C. f(x) = (x - 4)(x - 4) This function can be rewritten as f(x) = (x - 4)². This is a quadratic function with a repeated root at x = 4. This means that the graph of the function touches the x-axis at (4,0) but does not cross it. Therefore, it has only one x-intercept at (4,0), not two x-intercepts at (0,0) and (4,0). This option is incorrect.
D. f(x) = (x + 4)(x + 4) This function can be rewritten as f(x) = (x + 4)². This is a quadratic function with a repeated root at x = -4. Similar to option C, this function has only one x-intercept at (-4,0), not two x-intercepts at (0,0) and (4,0). This option is also incorrect.
Through this evaluation, it becomes clear that option A is the only function that satisfies the condition of having x-intercepts at both (0,0) and (4,0). The systematic analysis of each option, considering the relationship between x-intercepts and the function's equation, allows us to confidently identify the correct answer. The ability to dissect and interpret function behavior based on its roots is a crucial skill in mathematical problem-solving and analysis.
Conclusion: The Function with x-Intercepts at (0,0) and (4,0)
In conclusion, after a thorough analysis of the given options and a deep dive into the relationship between x-intercepts and function equations, we have definitively identified the function that has two x-intercepts, one at (0,0) and one at (4,0). The correct answer is:
A. f(x) = x(x - 4)
This function, in its factored form, clearly demonstrates the presence of x-intercepts at x = 0 and x = 4. The factor x accounts for the x-intercept at the origin (0,0), while the factor (x - 4) accounts for the x-intercept at (4,0). Expanding this function, we obtain f(x) = x² - 4x, which is a quadratic function representing a parabola that intersects the x-axis at the specified points. This exercise underscores the importance of understanding the fundamental connection between a function's roots and its equation.
The process of identifying functions based on their characteristics, such as x-intercepts, is a cornerstone of mathematical analysis. It requires a solid grasp of algebraic principles and the ability to apply these principles systematically.
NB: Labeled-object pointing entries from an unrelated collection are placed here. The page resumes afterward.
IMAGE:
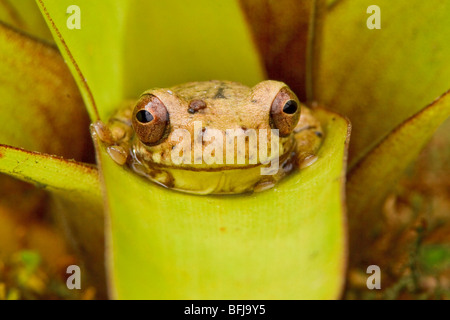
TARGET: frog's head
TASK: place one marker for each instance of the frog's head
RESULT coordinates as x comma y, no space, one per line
183,135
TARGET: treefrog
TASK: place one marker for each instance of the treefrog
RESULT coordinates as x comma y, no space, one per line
213,137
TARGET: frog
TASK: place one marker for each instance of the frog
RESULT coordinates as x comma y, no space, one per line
175,137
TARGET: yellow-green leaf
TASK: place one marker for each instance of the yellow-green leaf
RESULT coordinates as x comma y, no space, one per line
127,46
380,77
374,176
284,243
24,15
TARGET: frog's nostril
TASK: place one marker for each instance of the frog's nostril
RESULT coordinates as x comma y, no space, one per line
290,107
144,116
196,105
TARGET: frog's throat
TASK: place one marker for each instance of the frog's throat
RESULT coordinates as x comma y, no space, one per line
214,181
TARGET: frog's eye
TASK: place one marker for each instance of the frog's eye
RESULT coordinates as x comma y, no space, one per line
285,112
150,120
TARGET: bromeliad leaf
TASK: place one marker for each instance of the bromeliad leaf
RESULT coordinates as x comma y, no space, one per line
40,101
362,78
24,15
285,243
382,167
76,199
289,46
138,46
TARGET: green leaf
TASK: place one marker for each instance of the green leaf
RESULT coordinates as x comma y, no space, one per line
76,199
370,180
54,173
39,99
284,243
24,15
379,78
127,46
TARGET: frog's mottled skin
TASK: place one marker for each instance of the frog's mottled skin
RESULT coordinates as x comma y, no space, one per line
227,105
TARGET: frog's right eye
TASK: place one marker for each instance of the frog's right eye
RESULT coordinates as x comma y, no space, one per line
150,120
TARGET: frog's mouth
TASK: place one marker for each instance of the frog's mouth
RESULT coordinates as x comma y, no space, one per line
230,179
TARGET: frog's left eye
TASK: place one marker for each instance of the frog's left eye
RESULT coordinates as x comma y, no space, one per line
285,112
150,120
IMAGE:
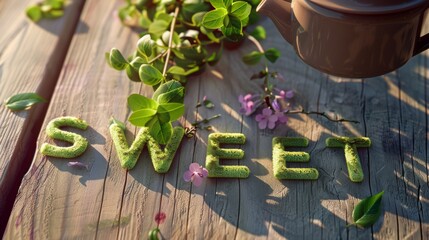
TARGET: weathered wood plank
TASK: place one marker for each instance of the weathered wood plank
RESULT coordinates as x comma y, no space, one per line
31,56
108,202
56,201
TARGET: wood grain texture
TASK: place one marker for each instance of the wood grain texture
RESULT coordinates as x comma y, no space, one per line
108,202
31,57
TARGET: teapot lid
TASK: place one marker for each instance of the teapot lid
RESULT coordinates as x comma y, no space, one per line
369,6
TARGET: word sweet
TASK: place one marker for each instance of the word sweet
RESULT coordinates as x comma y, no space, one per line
162,158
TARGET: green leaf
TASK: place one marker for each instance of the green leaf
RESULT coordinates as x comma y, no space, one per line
272,54
217,4
259,33
176,70
367,211
141,117
137,102
221,3
166,38
117,122
117,61
23,101
171,91
197,18
157,28
240,9
145,45
233,30
188,10
214,18
161,132
150,75
252,58
53,14
132,73
34,13
174,110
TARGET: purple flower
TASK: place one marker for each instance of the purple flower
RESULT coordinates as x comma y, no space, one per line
195,174
266,119
160,218
282,118
78,165
282,94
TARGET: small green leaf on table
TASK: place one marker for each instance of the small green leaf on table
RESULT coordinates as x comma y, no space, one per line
160,131
150,75
145,45
117,122
141,117
174,110
214,18
23,101
138,102
116,60
259,33
240,9
252,58
171,91
367,211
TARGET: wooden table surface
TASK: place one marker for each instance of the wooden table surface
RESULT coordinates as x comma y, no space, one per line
63,60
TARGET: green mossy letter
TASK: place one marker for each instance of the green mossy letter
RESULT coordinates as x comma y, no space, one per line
215,152
350,146
161,159
53,130
280,157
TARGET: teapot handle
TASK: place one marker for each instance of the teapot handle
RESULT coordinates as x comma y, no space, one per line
422,42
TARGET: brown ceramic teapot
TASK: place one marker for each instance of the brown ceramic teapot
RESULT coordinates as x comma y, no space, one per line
351,38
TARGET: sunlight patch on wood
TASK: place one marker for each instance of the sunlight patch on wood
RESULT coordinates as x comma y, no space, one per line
234,114
395,92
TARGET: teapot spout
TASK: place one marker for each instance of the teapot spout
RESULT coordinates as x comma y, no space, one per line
279,11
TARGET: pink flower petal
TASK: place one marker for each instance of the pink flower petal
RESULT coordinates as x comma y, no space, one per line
194,167
160,217
282,118
204,172
289,94
197,180
187,176
271,125
241,99
267,112
273,118
263,124
248,97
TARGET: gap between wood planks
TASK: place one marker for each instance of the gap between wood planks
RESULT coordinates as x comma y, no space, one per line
23,155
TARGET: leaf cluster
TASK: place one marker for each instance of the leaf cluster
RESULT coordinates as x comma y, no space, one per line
229,17
178,39
157,113
46,9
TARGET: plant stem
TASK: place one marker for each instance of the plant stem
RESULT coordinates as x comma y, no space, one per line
256,42
170,40
157,57
205,120
323,114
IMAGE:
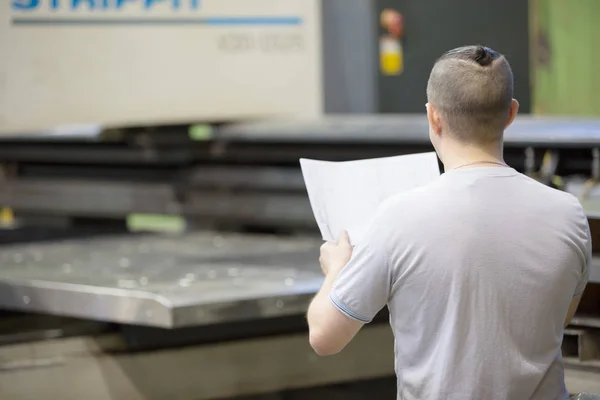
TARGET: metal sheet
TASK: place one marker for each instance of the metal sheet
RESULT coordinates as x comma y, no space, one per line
166,281
163,281
526,130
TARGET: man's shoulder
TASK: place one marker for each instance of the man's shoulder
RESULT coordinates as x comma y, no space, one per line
408,202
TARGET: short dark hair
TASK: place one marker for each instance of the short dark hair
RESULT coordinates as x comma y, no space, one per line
472,87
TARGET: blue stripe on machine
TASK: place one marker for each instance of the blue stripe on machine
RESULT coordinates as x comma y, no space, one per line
215,21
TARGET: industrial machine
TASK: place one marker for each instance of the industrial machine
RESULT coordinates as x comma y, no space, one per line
168,249
215,308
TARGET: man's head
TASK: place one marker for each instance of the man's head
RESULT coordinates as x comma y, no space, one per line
470,97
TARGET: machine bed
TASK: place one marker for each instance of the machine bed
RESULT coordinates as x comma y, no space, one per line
163,280
244,177
166,281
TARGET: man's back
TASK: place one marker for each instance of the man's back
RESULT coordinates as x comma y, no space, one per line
484,263
480,270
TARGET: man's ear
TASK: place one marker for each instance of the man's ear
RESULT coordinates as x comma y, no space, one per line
433,117
512,113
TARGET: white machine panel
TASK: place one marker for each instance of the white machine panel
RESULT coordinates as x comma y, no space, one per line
125,62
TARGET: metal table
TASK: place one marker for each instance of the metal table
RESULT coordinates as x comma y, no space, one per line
164,281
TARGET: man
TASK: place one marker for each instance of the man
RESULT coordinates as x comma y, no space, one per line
481,270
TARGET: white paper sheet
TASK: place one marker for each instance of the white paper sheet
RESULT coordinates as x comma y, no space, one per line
346,195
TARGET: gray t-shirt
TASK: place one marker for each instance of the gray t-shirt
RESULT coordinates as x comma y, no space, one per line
478,270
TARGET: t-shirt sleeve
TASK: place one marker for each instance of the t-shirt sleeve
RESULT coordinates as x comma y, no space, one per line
585,273
363,286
By breaking down the problem into smaller, manageable steps, we were able to construct the function's equation based on the given x-intercepts and then verify our solution by evaluating the provided options. This methodical approach is applicable to a wide range of mathematical problems and is a valuable skill for students and professionals alike.
Moreover, the exploration of this problem highlights the significance of x-intercepts in understanding a function's behavior. These points not only indicate where the function's graph intersects the x-axis but also provide insights into the function's roots, zeros, and potential real-world applications. The ability to quickly identify and interpret x-intercepts is crucial for problem-solving in various fields, including physics, engineering, economics, and computer science. Therefore, a strong foundation in this concept is essential for success in both academic and practical endeavors. The knowledge and skills gained from solving problems like this enhance our mathematical intuition and problem-solving capabilities, paving the way for tackling more complex challenges in the future.